その声で魅了して。~イケメン寡黙上司の裏の顔は×××でした~



「宮本さん」
「っ、はい」

 資料作成に集中していたから、背後まで近づいていた人物に気づくのが遅れてしまった。
 慌てて振り返れば、声をかけてきたのは橋本係長だった。

 完璧に着こなしたスーツ姿に、すらりと引き締まった体躯。指通りの良さそうな艶やかな黒髪。

 最近テレビに引っ張りだこの若手俳優のように精悍な顔立ちをしているが、とても寡黙で業務に必要なこと以外はほとんど話しているところを見たことがない。だけど冷たいわけでもない。

「この資料、よくできていた。だが、最後のページだけ分かりにくいな。もう少し文量を少なくして、製品の情報を表にしてまとめてみるといい」
「分かりました。修正しておきます」
「ああ。……宮本さんの資料は丁寧で見やすいから、安心して任せられる。頼りにしているが、無理はするなよ」

 橋本係長は、ほんのわずかに口角を上げて労いの言葉をかけてくれると、自分のデスクに戻っていった。

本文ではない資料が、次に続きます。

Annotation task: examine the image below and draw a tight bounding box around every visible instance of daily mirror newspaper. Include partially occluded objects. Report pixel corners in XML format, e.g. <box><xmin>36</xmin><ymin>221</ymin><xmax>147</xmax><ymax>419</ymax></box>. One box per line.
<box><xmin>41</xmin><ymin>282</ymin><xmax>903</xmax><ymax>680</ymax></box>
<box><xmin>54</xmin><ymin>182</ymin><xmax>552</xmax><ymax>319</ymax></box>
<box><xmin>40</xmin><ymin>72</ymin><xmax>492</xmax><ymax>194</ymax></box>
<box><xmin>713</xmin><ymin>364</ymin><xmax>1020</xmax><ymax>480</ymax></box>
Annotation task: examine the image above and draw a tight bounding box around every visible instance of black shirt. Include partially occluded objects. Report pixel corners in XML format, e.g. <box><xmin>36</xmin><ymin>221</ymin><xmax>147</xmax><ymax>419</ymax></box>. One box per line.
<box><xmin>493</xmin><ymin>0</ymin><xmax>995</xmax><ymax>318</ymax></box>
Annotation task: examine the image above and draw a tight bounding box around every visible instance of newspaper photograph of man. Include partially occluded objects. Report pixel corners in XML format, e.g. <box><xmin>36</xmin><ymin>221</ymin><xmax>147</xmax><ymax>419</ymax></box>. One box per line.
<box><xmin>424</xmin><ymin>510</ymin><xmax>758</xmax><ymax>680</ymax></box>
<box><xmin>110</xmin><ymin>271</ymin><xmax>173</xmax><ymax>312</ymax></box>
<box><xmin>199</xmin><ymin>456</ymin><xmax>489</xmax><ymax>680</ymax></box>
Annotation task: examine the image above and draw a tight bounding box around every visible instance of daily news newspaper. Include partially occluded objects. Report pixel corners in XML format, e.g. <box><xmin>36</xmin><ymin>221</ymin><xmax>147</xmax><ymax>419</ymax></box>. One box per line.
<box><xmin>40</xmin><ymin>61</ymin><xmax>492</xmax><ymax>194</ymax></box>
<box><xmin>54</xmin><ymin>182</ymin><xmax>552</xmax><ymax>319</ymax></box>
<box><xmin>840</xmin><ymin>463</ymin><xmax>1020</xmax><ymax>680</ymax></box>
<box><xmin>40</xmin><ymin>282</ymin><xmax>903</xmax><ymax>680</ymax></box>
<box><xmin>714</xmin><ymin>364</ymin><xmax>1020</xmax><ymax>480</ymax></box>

 ――こんな風に部下を気遣ってくれる優しい上司の橋本係長は、当然、社内でも女性社員から密かに人気を集めている。

 昨年まで同じ営業部にいた同期に、部署移動になったことを伝えた際、橋本係長の下で働けて羨ましいと言われたのは記憶に新しい。

 私も、橋本係長のことは上司としては尊敬しているけど……ほんの少しだけ苦手意識があるのも事実だ。

 だって、何を考えているのかよく分からないから。
 対面すると、どうしても緊張してしまう。